MyBESTRuns

Sarah Mulcahy fractured a hip in January 2017 and was told she´d never run again qualified for US olympic trials at CIM

A hip fracture suffered while 31 weeks pregnant in January 2017 left Sarah Mulcahy uncertain about her distance running future. But surgery and successful childbirth soon were followed by a return to the roads, and on Sunday she capped off that comeback by qualifying for the 2020 U.S. Olympic women’s marathon trials. Mulcahy, 33, earned a berth in the Trials, to be held in Atlanta on Feb. 29, 2020, by achieving the Olympic “B” standard of 2 hours, 45 minutes, with her time of 2:44:28 at the California International Marathon in Sacramento. “My whole goal had been the 2020 Olympic Trials,” said Mulcahy, who with her husband Jon, 4-year-old daughter Olivia and 20-month-old son Isaiah, moved back in August to the St.
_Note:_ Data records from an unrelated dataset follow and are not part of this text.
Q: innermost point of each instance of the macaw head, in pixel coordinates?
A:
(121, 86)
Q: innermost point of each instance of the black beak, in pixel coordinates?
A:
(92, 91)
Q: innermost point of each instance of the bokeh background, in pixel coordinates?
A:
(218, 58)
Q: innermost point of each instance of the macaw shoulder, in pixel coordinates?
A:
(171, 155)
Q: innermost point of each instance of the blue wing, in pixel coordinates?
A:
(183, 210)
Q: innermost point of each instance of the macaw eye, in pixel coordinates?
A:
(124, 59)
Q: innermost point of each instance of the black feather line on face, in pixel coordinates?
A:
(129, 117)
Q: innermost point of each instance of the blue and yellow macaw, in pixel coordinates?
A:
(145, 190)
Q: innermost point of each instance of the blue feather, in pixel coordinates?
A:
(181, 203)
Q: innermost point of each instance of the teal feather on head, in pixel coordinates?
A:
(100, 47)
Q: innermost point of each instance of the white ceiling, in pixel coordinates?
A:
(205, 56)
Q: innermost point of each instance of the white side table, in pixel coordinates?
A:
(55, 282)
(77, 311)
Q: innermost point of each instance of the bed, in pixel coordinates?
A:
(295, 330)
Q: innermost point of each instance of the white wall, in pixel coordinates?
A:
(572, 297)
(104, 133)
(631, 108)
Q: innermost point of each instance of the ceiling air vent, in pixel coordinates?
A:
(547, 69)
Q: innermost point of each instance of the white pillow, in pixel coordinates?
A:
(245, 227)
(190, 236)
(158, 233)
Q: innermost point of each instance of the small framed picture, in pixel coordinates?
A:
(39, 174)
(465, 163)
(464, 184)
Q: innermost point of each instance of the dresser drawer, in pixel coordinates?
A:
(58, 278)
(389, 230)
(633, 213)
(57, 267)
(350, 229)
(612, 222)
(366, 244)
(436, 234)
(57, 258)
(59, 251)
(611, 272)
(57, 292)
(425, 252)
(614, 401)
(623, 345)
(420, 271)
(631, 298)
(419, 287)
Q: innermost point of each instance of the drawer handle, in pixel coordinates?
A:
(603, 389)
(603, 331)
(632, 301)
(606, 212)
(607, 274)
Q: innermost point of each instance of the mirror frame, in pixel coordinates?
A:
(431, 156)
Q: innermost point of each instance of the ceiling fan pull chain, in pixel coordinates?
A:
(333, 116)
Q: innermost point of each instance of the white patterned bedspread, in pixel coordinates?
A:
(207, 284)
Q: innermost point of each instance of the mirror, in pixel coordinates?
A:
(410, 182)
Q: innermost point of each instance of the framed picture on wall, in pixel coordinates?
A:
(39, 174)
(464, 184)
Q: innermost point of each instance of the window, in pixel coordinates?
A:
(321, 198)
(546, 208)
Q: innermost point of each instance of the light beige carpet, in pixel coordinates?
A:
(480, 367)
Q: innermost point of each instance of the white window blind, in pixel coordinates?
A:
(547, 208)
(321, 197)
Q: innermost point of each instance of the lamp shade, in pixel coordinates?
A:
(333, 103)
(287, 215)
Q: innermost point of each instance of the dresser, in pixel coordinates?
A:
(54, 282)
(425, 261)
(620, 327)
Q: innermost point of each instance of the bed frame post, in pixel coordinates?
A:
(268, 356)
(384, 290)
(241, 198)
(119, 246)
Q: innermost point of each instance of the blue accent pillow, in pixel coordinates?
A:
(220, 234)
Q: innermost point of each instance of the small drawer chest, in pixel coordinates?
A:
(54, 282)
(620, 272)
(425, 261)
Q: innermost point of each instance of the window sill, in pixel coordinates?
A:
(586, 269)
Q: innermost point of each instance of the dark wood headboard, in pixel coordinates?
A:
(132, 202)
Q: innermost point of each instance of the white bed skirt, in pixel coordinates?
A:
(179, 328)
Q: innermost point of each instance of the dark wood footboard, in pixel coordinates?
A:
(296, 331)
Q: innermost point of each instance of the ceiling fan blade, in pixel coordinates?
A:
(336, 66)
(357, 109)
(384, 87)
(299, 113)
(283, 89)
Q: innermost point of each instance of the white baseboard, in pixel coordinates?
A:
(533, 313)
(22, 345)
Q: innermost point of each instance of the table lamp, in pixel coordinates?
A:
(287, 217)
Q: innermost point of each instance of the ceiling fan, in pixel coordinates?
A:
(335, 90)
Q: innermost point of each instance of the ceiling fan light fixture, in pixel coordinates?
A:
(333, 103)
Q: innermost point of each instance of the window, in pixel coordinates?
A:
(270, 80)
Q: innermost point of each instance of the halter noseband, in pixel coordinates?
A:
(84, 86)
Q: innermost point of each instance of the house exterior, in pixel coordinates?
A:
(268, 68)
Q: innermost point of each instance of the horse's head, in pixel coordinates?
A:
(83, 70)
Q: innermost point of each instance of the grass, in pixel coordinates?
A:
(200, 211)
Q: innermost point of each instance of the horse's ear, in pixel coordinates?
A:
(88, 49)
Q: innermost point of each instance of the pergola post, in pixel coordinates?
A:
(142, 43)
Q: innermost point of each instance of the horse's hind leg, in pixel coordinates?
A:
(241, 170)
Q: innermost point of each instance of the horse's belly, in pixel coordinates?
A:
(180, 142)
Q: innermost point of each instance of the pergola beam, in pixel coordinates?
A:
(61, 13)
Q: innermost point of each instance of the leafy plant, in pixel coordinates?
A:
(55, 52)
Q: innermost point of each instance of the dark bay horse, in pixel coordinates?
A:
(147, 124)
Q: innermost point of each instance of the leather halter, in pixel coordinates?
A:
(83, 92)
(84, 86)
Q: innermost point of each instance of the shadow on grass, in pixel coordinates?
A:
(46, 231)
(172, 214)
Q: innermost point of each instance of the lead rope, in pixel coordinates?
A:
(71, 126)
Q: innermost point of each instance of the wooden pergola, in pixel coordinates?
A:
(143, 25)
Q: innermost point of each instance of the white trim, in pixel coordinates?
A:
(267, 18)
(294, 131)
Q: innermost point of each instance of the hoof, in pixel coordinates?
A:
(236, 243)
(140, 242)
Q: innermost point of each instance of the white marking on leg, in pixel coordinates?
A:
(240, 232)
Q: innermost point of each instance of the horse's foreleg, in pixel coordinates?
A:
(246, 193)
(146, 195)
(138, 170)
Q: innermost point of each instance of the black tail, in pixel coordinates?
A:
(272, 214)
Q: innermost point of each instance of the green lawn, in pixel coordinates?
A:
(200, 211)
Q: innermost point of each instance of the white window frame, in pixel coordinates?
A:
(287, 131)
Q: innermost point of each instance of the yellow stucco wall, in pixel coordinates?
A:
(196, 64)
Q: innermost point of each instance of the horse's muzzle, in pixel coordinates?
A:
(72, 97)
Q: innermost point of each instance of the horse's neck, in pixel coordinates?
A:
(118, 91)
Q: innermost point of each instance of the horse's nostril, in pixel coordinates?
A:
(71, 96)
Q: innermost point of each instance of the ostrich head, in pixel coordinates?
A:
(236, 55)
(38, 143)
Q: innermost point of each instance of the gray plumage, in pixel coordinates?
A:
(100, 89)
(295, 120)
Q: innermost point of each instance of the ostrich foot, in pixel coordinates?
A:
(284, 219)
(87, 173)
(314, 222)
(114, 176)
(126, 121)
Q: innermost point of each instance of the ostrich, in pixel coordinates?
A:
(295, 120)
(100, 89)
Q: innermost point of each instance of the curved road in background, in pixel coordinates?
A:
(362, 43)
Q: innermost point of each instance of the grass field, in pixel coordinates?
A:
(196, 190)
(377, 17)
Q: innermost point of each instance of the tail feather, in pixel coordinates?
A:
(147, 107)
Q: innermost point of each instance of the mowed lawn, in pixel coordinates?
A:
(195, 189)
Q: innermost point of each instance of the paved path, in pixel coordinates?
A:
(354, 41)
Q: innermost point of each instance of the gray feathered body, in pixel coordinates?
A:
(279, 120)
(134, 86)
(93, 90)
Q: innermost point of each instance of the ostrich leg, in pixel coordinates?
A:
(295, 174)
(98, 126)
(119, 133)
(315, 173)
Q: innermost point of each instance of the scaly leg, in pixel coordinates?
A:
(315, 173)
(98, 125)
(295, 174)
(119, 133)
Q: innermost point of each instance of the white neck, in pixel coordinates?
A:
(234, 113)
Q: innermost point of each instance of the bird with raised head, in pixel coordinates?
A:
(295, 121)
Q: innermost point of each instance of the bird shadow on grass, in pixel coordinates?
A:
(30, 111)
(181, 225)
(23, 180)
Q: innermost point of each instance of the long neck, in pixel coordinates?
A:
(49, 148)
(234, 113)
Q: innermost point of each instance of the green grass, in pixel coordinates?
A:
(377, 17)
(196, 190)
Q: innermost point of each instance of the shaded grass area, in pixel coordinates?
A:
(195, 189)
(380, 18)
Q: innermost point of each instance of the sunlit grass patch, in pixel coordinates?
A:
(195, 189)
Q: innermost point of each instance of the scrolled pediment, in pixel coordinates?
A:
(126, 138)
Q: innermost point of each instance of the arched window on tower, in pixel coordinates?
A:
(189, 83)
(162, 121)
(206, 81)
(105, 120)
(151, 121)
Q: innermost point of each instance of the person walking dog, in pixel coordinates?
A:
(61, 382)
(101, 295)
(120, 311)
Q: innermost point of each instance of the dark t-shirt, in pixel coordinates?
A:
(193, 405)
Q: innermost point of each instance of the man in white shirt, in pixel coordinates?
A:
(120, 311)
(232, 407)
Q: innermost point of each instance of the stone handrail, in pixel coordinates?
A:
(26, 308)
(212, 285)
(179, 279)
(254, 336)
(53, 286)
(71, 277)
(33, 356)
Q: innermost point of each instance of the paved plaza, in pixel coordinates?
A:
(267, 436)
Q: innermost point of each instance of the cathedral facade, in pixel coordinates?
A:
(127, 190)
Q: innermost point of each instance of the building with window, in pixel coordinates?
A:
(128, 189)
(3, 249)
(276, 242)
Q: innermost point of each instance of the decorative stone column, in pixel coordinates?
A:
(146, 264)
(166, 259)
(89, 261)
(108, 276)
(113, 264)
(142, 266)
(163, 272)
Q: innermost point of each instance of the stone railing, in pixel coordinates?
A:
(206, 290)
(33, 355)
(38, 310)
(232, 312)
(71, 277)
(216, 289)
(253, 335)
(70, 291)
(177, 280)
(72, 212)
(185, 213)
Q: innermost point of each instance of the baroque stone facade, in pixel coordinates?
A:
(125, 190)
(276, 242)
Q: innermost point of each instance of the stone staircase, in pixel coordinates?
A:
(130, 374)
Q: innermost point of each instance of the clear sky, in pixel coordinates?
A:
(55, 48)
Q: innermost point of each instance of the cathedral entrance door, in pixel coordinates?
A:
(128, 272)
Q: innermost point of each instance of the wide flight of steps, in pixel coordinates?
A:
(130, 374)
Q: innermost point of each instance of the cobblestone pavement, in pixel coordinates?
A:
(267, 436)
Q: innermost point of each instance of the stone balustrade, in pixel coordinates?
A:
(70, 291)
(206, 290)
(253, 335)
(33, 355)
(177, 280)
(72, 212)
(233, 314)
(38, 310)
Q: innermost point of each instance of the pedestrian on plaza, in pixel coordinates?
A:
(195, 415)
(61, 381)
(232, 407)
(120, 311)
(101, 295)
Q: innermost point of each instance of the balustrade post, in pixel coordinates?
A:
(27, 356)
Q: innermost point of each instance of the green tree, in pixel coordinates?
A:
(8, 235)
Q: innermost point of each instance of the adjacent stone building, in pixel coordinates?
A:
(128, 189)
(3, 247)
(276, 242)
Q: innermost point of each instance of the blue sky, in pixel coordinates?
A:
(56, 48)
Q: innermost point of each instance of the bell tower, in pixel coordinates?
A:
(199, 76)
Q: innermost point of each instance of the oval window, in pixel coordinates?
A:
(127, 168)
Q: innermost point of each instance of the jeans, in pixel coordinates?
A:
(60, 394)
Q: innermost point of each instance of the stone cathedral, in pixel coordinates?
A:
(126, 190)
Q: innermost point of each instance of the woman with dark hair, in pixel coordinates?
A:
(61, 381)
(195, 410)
John Valley where she works as a math teacher at a High School. “I felt so defeated when I broke my hip; I thought I’d never get that chance,” she said. “It looked like my one shot was CIM because once 2020 rolls around my kids will be so busy there won’t be time to train."  Mulcahy said she was aided by the quality of the field at the California International Marathon, which for the second straight year served as the USA Marathon Championship. “It was unreal always having so many fast people around me,” she said. “I’ve always run races in Maine where I was pretty much alone, so this was awesome.” Mulcahy began running competitively in 2009 while working as a teacher in Westbrook and soon established herself as one of the state’s top distance runners. She is a two-time Millinocket Marathon women’s champion and a four-time winner of the demanding Bay of Fundy International Marathon in Lubec. Her 2:49:53 clocking there in June was good for second place overall and her personal best for the 26.2-mile distance until Sunday’s effort.